At age three and a half, Angela became the first person in the United States to receive a tissue-engineered blood vessel, marking a historic moment for the field of regenerative medicine. The graft was created by infusing a biodegradable scaffold, shaped like a blood vessel, with Angela’s own cells. After a few weeks inside her body, the scaffold melted away, leaving behind a perfectly functioning vessel that can grow with Angela.
 
"I always told Angela that she is special because she has these problems in her heart, but now she's more special because she's helping another kid,” says Claudia. “She may not have a normal heart, but she has a big heart.
 
Angela also became the first child to enroll in a five-year study to follow her progress, opening the door for several other children with organ defects who could benefit from tissue-engineered vessels.
 
“I always told Angela that she is special because she has these problems in her heart, but now she's more special because she's helping another kid,” says Claudia. “She may not have a normal heart, but she has a big heart.”
 
Today, six-year old Angela’s ‘big heart’ is pumping strong and telling her to be a firefighter.

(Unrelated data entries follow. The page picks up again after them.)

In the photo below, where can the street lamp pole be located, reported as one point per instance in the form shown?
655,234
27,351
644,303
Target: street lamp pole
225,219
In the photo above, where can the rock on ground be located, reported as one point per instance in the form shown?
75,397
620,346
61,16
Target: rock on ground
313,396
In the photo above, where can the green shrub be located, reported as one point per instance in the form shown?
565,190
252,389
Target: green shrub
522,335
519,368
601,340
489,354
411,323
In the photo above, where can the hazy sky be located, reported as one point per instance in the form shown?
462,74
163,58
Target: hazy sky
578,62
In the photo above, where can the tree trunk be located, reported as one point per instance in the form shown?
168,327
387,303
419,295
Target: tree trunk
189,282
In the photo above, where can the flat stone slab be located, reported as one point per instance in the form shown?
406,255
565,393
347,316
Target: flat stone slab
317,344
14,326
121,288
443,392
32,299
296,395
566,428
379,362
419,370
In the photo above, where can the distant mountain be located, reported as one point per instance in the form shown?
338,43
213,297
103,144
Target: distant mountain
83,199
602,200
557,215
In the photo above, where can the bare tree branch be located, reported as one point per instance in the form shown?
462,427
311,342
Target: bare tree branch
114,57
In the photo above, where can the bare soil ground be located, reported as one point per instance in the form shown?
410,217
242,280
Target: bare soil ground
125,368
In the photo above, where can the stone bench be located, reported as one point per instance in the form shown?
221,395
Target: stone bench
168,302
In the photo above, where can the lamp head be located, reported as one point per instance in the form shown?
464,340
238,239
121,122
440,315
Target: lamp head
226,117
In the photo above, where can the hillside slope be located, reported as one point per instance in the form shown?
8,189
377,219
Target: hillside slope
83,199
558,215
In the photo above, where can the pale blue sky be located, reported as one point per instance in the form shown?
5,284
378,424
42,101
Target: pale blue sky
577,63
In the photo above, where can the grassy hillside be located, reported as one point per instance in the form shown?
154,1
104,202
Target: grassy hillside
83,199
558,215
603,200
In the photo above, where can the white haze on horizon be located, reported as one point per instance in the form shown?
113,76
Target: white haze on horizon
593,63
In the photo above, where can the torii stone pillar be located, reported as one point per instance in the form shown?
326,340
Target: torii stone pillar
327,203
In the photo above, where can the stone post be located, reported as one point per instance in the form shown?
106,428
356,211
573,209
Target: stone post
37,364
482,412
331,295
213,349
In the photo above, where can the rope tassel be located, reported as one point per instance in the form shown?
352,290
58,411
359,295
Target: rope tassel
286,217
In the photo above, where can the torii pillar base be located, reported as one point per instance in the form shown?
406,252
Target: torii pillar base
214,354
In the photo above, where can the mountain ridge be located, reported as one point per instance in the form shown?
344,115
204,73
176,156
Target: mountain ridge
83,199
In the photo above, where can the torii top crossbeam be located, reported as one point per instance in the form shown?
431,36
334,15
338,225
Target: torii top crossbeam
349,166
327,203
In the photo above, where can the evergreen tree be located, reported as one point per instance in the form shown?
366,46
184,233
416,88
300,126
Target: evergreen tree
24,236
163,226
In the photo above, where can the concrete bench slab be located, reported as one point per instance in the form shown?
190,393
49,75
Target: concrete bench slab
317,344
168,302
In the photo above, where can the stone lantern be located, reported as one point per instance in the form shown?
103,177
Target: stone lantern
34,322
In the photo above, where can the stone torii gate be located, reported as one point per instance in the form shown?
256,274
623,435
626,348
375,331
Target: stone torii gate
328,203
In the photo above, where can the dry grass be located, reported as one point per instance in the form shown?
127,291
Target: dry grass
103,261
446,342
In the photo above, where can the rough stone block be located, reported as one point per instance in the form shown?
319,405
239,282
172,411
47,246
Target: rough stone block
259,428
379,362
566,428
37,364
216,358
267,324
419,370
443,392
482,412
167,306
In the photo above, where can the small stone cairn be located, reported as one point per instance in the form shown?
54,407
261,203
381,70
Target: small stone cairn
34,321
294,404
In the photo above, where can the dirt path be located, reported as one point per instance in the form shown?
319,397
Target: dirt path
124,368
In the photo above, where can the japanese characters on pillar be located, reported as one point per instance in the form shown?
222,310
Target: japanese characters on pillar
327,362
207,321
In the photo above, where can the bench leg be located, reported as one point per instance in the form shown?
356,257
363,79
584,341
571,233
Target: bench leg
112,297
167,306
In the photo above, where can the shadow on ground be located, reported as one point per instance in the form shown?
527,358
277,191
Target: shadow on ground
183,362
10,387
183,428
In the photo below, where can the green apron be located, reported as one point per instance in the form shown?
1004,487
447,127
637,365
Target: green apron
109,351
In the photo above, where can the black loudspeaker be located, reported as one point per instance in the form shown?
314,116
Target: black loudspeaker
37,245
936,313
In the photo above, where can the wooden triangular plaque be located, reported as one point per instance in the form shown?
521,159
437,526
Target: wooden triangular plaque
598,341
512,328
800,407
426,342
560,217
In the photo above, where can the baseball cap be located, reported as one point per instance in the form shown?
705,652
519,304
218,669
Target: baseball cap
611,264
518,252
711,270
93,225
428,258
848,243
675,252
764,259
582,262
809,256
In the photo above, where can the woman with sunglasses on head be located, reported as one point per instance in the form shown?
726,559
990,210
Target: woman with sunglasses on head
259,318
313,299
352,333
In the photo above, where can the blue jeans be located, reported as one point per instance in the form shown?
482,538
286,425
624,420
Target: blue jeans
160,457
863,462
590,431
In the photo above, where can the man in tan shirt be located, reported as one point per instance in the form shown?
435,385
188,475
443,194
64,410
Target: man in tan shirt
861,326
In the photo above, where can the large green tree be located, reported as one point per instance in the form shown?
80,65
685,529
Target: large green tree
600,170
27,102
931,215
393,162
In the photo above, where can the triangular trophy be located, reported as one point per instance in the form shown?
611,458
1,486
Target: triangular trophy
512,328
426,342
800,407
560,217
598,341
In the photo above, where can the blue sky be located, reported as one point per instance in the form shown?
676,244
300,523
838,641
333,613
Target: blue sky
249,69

And a doctor. When she isn’t busy pedaling around on her bike with her big brother Alexander, she’s dancing, drawing and writing. She recently took up gymnastics, and loves school. Doctors expect her – and her grafted vessel – to continue to grow and thrive.
 
Even though Angela’s family is based in Pennsylvania, they make regular check-up trips to Nationwide Children’s to see Dr. Breuer and Dr. Shinoka and their team. For the Irizarrys, the trip is a labor of love – not just for Angela – but for the physicians and researchers they feel changed their daughter’s life.
 
“We love the hospital. From the doctors, to the nurses, to the people in the cafeteria. They are angels and they are friends,” says Claudia. “They helped our child and they want to help everyone’s child – not just in Ohio, but kids all over the world. I feel so lucky to have them in our life.”
 
Led by Dr. Breuer and Dr. Shinoka, Nationwide Children’s Tissue Engineering Program, is developing some of the nation’s most innovative technologies in regenerative medicine today. The expertise that created a functioning blood vessel for Angela’s heart is bringing that same advanced knowledge to children with other organ defects that can be treated or potentially cured using tissue-engineered implants.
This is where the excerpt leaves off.